AltX-listed electrical and instrumentation construction group B&W on Monday reported slightly higher profit for the 2009 financial year, and said that it expected only a “marginal” short-term recovery in the electrical and engineering industry.
The company’s profit rose by 2,5% to R59,3-million, while revenue increased by 12% to R502,8-million in the year ended August 31.
Mining continued to account for the lion’s share of group revenue, about 67%, B&W reported, but noted that income from infrastructure and cross-border projects had increased remarkably year-on-year.
B&W MD Brian Harley commented the downturn in the global economy had caused several companies to halt their projects, thus affecting B&W’s project pipeline. The company had responded by cutting operational costs to ensure that the lesser amount of work was accommodated, he added.
Further, new projects were secured to take B&W’s order book to a record high of R570-million heading into the 2010 financial year, Harley said. A revised schedule for the start of the delayed contracts, together with a timeous start of the new work, should see a good proportion of the order book translate into revenue during the 2010 financial year.
B&W’s new orders for the year totalled R480-million, 39% of which was situated outside of South Africa, while around 62% of the order book related to cross-border contracts.
Harley noted that although the short-term prospects remained good, the entire construction industry was likely to experience difficult times during 2011/12. He added that tighter competition for tenders was expected to continue placing pressure on margins.
B&W believed that the overall electrical and instrumentation projects pipeline indicated reasonable growth opportunities, particularly in the mining sector,, over the medium-term and in oil & gas from around 2013/2014.
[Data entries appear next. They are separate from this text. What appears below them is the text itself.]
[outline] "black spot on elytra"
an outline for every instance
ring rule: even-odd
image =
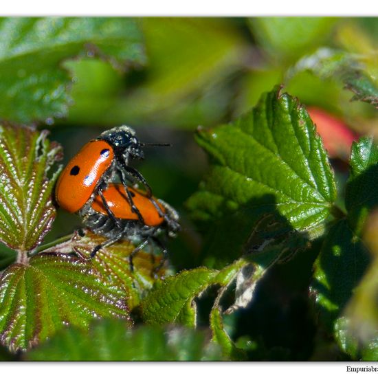
[[[69,171],[69,174],[71,176],[76,176],[76,175],[78,174],[79,172],[80,172],[79,166],[75,166],[71,168],[71,170]]]
[[[108,157],[109,155],[109,148],[104,148],[103,150],[102,150],[101,152],[100,153],[100,155],[102,157]]]

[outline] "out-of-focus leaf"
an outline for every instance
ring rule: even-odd
[[[213,283],[216,274],[215,270],[197,268],[168,277],[142,301],[143,320],[152,324],[176,322],[195,326],[194,300]]]
[[[249,19],[254,36],[258,43],[277,61],[282,58],[295,59],[305,52],[328,42],[335,22],[335,19],[331,17],[255,17]]]
[[[235,114],[239,116],[257,104],[264,92],[282,82],[282,72],[280,69],[260,69],[245,74],[241,82],[241,93],[236,100]]]
[[[3,120],[66,115],[71,80],[63,60],[96,55],[119,69],[144,61],[140,31],[129,18],[4,17],[0,34]]]
[[[14,264],[0,279],[0,341],[27,349],[73,324],[86,329],[97,318],[129,321],[125,292],[108,284],[85,260],[40,254]]]
[[[315,263],[311,291],[329,330],[340,316],[369,263],[369,254],[343,219],[328,232]]]
[[[336,338],[342,349],[357,359],[376,360],[378,356],[378,212],[369,216],[364,242],[373,260],[336,324]]]
[[[300,59],[289,70],[288,77],[309,71],[320,78],[336,78],[353,92],[352,100],[359,100],[378,107],[378,84],[352,55],[342,51],[322,48]]]
[[[93,248],[104,241],[102,236],[87,232],[83,237],[76,234],[69,243],[75,251],[89,258]],[[153,248],[149,247],[149,249]],[[155,275],[162,277],[166,273],[164,267],[159,271],[155,271],[163,256],[155,255],[153,251],[148,251],[148,247],[134,256],[134,271],[131,272],[128,256],[135,248],[130,242],[122,241],[100,249],[91,260],[93,266],[105,279],[124,288],[127,293],[127,304],[130,309],[138,304],[146,291],[152,288]]]
[[[51,192],[59,170],[49,170],[61,148],[47,133],[0,126],[0,239],[14,249],[34,248],[55,218]]]
[[[322,109],[308,107],[307,111],[329,156],[347,160],[355,134],[341,120]]]
[[[378,146],[373,138],[364,137],[353,143],[350,164],[345,205],[349,224],[359,235],[369,211],[378,207]]]
[[[210,313],[210,328],[213,340],[222,348],[223,355],[232,360],[244,360],[246,355],[243,350],[236,348],[224,329],[220,309],[214,306]]]
[[[335,201],[335,181],[322,140],[295,99],[279,89],[265,93],[245,116],[199,129],[197,140],[212,166],[188,206],[196,219],[219,222],[213,241],[223,237],[240,256],[267,213],[286,232],[318,234]]]
[[[88,333],[70,327],[25,357],[32,361],[219,361],[219,348],[203,331],[142,326],[120,320],[93,324]]]
[[[133,124],[192,129],[216,122],[232,100],[227,80],[243,65],[247,43],[237,27],[220,19],[144,18],[141,20],[148,65],[133,74],[136,83],[111,93],[93,91],[88,73],[76,65],[79,84],[71,123]],[[103,74],[108,77],[108,69]],[[132,77],[131,78],[132,79]],[[80,86],[80,87],[79,87]]]

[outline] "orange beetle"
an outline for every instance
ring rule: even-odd
[[[131,211],[142,222],[143,216],[135,205],[128,185],[142,183],[146,195],[152,197],[152,191],[144,177],[129,165],[130,159],[143,159],[143,146],[164,145],[140,143],[135,132],[128,126],[114,127],[104,131],[89,143],[74,156],[60,174],[56,183],[55,197],[58,204],[69,212],[80,212],[89,200],[100,194],[108,181],[118,175],[127,194]],[[155,204],[159,211],[157,205]],[[108,214],[112,216],[111,212]]]
[[[140,221],[137,215],[132,211],[126,190],[120,184],[111,184],[102,192],[107,209],[100,195],[94,198],[90,207],[89,205],[86,205],[87,208],[83,223],[93,232],[102,235],[108,239],[93,249],[91,257],[93,257],[102,248],[121,239],[137,242],[139,245],[129,256],[132,269],[131,259],[133,255],[148,242],[157,244],[165,256],[166,249],[157,237],[162,234],[171,237],[175,236],[180,227],[177,212],[168,203],[161,199],[148,197],[146,193],[133,188],[128,187],[127,189],[131,193],[134,203],[143,216],[143,223]],[[155,203],[157,203],[160,211],[156,208],[153,199]],[[109,215],[109,211],[112,214],[111,216]]]

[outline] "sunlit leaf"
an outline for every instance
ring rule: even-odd
[[[349,224],[359,235],[369,212],[378,206],[378,146],[373,138],[364,137],[353,143],[350,164],[345,205]]]
[[[32,350],[32,361],[204,361],[221,360],[219,348],[204,331],[181,327],[142,326],[105,320],[89,331],[70,327]],[[100,346],[99,347],[99,346]]]
[[[85,329],[98,318],[129,320],[125,292],[108,284],[89,261],[40,254],[14,264],[0,279],[0,341],[26,349],[68,324]]]
[[[288,76],[309,71],[322,78],[338,79],[359,100],[378,107],[378,83],[351,54],[343,51],[322,48],[313,55],[300,59]]]
[[[52,190],[61,158],[60,146],[47,131],[0,126],[0,239],[21,251],[43,239],[55,218]]]
[[[85,236],[76,234],[70,243],[74,250],[85,258],[93,248],[106,239],[87,232]],[[156,254],[152,245],[146,247],[133,258],[133,271],[130,270],[129,256],[135,246],[127,241],[116,243],[100,249],[91,260],[93,266],[109,282],[124,289],[127,293],[127,303],[132,309],[138,304],[140,299],[153,287],[156,278],[165,274],[164,267],[155,269],[162,262],[162,255]]]
[[[194,326],[197,311],[194,300],[212,283],[216,273],[197,268],[168,277],[142,300],[143,320],[152,324],[177,322]]]

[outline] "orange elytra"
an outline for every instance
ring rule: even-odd
[[[111,166],[113,157],[112,146],[104,140],[85,144],[59,176],[55,189],[59,205],[69,212],[81,209]]]
[[[151,227],[160,225],[164,221],[164,218],[159,214],[157,208],[151,201],[151,199],[146,197],[146,194],[140,190],[137,190],[131,187],[128,187],[128,189],[133,197],[134,204],[143,216],[144,224]],[[111,184],[107,189],[103,190],[102,194],[109,209],[115,218],[126,220],[138,220],[137,214],[131,211],[131,207],[127,199],[127,194],[123,185]],[[155,199],[162,212],[163,213],[166,212],[164,207],[156,199]],[[99,195],[95,197],[92,203],[92,208],[95,211],[105,215],[108,214]]]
The group said that while the bulk of current opportunities was situated in South Africa for the foreseeable future, it would continue to pursue cross-border work in Africa, saying that it viewed it as a high growth region where margins could be more favourable.
Harley also said that current economic and market conditions might yield “exciting” acquisition opportunities, adding that B&W would pursue these where they would support expansion into Africa and/or diversification into complementary niche electrical and instrumentation markets.